Mixed-precision search on manual model

This tutorial shows how to search for mixed-precision quantization strategy for OPT model on Wikitext2 dataset.

Note: Manual model refers to the model named as <model_arch>_quantized at mase-tools/machop/chop/models/manual. Usually these are models that cannot be directly converted to MASE Graph.

Search for Mixed-Precision Quantization Scheme

What is included in this search:

  • The checkpoint “facebook/opt-125m” is loaded from HuggingFace.

  • A search space is built for OPT-125M, where each matmul/linear layer operand may have a distinct precision.

  • The search is launched. In each trial:

    • A quantization config (q_config) is sampled from the search space.

    • The pretrained OPT-125M is quantized with q_config

    • Software runner evaluates the quantized OPT and return some metrics. In this example, the perplexity on WikiText2 is returned.

    • Hardware runner evaluates the quantized OPT and return some metrics. In this example, the average bitwidth is returned.

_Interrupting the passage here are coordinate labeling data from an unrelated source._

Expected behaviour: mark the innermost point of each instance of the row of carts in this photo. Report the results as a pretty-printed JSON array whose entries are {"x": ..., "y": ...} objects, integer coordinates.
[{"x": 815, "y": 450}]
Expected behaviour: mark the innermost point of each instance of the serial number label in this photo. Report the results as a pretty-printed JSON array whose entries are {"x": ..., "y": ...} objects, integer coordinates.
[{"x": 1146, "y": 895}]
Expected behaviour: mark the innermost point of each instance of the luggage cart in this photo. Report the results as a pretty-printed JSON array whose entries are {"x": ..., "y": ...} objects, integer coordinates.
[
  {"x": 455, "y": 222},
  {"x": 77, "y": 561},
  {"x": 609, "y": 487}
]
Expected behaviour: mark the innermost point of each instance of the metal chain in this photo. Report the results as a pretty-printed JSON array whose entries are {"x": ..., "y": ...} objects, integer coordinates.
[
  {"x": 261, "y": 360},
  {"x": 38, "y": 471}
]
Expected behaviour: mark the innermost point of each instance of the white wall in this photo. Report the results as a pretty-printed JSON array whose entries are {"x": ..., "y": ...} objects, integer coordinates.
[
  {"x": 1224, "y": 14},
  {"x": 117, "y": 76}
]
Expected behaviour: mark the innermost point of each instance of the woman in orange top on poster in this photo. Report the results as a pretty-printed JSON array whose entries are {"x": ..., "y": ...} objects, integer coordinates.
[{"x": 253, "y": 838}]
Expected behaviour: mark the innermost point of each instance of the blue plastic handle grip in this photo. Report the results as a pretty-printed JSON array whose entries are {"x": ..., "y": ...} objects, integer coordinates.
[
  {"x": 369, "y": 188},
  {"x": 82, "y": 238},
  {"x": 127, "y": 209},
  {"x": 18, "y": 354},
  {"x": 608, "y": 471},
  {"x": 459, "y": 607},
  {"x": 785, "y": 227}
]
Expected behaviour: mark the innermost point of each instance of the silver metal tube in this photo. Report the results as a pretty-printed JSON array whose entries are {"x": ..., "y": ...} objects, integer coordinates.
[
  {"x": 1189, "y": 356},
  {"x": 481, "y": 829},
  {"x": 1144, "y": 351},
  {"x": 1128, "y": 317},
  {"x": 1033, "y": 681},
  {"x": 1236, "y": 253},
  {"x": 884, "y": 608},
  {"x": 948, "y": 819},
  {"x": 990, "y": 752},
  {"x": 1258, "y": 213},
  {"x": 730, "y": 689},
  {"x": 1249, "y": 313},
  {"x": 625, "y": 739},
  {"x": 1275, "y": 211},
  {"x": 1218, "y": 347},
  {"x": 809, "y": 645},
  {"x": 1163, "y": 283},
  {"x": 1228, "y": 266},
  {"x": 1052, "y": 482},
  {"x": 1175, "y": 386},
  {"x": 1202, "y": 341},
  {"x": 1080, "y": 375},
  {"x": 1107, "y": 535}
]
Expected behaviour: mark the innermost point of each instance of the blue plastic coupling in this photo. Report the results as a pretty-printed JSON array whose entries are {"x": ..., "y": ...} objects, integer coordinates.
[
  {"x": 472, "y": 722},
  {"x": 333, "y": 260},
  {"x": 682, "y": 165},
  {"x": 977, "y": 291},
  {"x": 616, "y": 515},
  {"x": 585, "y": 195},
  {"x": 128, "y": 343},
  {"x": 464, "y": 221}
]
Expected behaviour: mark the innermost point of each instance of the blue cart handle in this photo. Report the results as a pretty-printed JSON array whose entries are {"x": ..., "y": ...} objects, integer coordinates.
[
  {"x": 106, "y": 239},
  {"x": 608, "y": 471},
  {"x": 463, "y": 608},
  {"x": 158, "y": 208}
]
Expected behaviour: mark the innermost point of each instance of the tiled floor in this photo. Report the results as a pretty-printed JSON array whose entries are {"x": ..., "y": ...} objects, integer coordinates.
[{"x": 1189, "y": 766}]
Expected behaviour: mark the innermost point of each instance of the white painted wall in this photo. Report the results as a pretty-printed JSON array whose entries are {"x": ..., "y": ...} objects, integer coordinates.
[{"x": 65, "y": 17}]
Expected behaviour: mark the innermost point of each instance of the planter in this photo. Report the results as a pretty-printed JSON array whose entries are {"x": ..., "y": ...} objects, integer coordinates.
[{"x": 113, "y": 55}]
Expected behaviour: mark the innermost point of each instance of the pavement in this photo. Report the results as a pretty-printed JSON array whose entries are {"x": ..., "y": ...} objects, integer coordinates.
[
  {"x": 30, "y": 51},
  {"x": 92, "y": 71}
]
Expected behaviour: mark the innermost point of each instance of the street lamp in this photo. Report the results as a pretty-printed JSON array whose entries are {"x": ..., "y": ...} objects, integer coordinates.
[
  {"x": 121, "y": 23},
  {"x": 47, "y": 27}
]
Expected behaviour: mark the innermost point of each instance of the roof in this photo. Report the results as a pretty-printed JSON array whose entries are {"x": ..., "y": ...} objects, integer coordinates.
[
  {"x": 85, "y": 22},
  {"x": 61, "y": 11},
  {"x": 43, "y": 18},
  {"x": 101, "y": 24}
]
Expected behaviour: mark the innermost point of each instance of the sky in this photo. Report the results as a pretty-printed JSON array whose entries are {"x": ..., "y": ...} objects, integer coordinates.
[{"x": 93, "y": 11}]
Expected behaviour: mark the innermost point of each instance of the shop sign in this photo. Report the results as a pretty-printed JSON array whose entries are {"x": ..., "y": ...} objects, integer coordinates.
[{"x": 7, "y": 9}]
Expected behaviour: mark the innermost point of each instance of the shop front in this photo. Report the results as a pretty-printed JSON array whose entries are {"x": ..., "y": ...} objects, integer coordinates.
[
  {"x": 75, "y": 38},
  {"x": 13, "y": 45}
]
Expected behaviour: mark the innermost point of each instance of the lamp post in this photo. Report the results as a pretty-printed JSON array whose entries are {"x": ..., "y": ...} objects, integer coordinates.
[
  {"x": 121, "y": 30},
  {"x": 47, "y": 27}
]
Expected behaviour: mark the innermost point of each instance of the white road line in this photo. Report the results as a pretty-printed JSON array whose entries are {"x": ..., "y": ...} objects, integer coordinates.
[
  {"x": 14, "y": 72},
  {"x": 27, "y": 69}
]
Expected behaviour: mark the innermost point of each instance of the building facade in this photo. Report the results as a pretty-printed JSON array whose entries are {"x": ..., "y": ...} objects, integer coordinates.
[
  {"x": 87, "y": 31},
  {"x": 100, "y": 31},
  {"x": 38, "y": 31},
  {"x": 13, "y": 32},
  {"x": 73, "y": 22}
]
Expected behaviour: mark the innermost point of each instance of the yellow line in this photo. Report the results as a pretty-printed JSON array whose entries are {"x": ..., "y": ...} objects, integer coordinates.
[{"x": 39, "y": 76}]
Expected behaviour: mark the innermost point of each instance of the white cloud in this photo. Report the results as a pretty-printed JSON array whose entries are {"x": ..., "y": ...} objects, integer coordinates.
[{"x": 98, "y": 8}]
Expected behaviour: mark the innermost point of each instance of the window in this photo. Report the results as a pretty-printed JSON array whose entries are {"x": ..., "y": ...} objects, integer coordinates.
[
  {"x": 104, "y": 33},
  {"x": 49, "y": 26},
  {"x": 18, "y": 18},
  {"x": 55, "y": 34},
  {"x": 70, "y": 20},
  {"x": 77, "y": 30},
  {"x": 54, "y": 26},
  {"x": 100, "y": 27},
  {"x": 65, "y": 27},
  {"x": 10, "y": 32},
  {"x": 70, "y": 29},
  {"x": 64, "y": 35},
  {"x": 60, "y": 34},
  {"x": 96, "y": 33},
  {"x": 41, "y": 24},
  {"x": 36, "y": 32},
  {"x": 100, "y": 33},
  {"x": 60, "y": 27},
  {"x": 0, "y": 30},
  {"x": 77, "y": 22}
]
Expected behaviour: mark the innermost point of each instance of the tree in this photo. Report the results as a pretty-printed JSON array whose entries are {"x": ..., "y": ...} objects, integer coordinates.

    • The trial objective is calculated.

and search for fixed-point precision on Wikitext2 dataset.

Search config

Here is the search part in configs/examples/search_opt_quantized_tpe_search.toml looks like the following.

[search.search_space]
# the search space name defined in mase
name = "module/manual_hf/quantize/llm_mixed_precision_ptq"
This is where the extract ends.